Dalam berkurban, yang dihitung bukan seberapa besar ataupun seberapa banyak kita berkurban untuk-Nya, melainkan hanya karena ketakwaan kita untuk menjalankan segala perintah-Nya dan menjauhi segala larangan-Nya. Sebagaimana firman Allah SWT dalam surat Al Hajj : 37, “Daging-daging unta dan darahnya itu sekali-kali tidak dapat mencapai (keridhaan) Allah, tetapi ketakwaan daripada kamulah yang dapat mencapainya.”

Dewasa ini, banyak diantara kita ketika tiba masa untuk menjalankan syari’at Islam, yaitu berkurban, masih berfikir terlalu panjang atau gamang untuk melakukan syari’at tersebut. Salah satu alasan yang sering terjadi adalah mereka lebih memilih untuk mementingkan kebutuhan dunia mereka daripada untuk berkurban. Padahal, jika mereka mau secara ikhlas berkurban untuk menjalankan syari’atnya, banyak sekali keutamaan dan manfaat berkurban bagi diri mereka di dunia maupun di akhirat kelak yang akan mereka dapatkan.

Doktrin Qurban termasuk dalam misi kemanusiaan yang diajarkan agama Islam kepada kita umat Islam. Karena, dengan berkurban kita bisa mensyukuri nikmat Allah SWT yang telah diberikan kepada kita dengan berbagi kepada masyarakat yang hidup di sekitar kita yang masih dihimpit oleh kondisi serba kekurangan. Karena, sudah menjadi tanggung jawab kita sebagai insan Illahi untuk memberi perhatian dan pertolongan kepada mereka yang membutuhkan. Dan hal itu yang akan semakin mempererat Ukhuwwah Islamiyah antara umat muslim.

Hari Raya Qurban merupakan Hari Raya yang berdimensi sosial kemasyarakatan. Hal itu terlihat ketika pelaksanaan pemotongan hewan yang akan dikorbankan, para mustahik dan orang yang berkurban berkumpul satu sama lain tanpa ada perbedaan.
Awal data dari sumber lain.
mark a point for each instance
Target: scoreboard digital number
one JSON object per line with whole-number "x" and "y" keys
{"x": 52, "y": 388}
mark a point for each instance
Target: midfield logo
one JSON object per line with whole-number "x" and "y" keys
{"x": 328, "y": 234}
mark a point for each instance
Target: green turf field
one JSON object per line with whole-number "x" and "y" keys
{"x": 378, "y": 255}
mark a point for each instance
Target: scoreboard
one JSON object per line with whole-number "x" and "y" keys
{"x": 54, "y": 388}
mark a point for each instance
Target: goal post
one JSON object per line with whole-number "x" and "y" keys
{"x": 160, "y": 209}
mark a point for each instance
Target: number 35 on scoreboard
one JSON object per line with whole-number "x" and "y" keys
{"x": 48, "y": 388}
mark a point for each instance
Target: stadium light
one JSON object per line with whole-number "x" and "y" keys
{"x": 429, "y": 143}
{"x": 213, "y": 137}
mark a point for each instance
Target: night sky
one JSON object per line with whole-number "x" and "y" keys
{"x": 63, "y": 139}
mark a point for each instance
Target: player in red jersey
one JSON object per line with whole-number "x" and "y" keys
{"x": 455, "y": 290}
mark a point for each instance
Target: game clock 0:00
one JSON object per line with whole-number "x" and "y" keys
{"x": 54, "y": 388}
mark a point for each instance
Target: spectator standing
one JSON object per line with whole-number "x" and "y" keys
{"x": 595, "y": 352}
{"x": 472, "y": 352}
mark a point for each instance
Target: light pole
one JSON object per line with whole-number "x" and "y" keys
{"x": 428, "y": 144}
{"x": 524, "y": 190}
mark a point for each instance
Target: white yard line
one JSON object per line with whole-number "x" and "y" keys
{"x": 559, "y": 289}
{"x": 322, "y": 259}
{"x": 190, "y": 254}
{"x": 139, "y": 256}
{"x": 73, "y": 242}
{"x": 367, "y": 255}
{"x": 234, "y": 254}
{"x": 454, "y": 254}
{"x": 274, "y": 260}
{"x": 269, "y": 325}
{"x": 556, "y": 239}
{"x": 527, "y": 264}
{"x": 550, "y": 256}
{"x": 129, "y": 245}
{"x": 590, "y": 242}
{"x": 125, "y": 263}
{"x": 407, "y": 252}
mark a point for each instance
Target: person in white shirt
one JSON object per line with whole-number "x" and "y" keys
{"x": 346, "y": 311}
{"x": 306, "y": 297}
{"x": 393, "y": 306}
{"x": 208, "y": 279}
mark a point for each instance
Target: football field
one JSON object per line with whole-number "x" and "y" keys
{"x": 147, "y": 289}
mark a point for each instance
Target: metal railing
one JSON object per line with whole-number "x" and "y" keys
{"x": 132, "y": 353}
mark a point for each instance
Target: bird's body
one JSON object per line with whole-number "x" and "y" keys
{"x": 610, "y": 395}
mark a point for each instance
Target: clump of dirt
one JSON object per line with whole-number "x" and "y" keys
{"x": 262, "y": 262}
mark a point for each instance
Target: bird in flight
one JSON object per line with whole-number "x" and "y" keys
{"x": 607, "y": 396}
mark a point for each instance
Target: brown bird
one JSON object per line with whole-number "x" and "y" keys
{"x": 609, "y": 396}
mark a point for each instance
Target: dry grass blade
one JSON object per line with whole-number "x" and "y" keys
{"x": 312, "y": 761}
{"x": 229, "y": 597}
Tetapi, kita juga sering melihat di setiap tahun pembagian qurban, selalu saja ada kejadian yang memakan korban di negeri yang konon “Gemah Ripah Loh Jinawi” ini. Jika dianalisa dengan seksama, hal itu terjadi karena kurangnya kesadaran dari diri kita untuk menjalankan syariat berkurban tersebut. Sebab, masyarakat miskin yang mengantri untuk mendapatkan beberapa ons daging dari hewan kurban tersebut tidak hanya datang dari wilayah tempat pembagian saja. Tetapi, mereka datang dari berbagai tempat yang berbeda. Hal itu terjadi karena kurang sadarnya masyarakat di wilayahnya untuk berkurban, sehingga orang-orang-orang itu dengan rela jauh-jauh datang ke tempat lain. Karena terjadinya penumpukan massa yang sangat banyak pada satu tempat, maka terjadilah kontak fisik untuk berebut mendapatkan sedikit daging dari pembagian tersebut.

Hikmah Berkurban
            Banyak sekali hikmah dalam berkurban yang akan kita dapatkan jika kita mau menjalankan syari’at ini. Diantaranya yaitu, pertama, menambah ketakwaan dan keimanan kita kepada Allah SWT. Ini adalah hikmah yang pertama dan yang paling utama di antara hikmah-hikmah lain. Karena, memang sudah menjadi kewajiban bagi kita untuk mendekatkan diri kita kepada Allah SWT. Dan dengan berkurban ini, Insya Allah kkita akan semakin merasa dekat denganNya.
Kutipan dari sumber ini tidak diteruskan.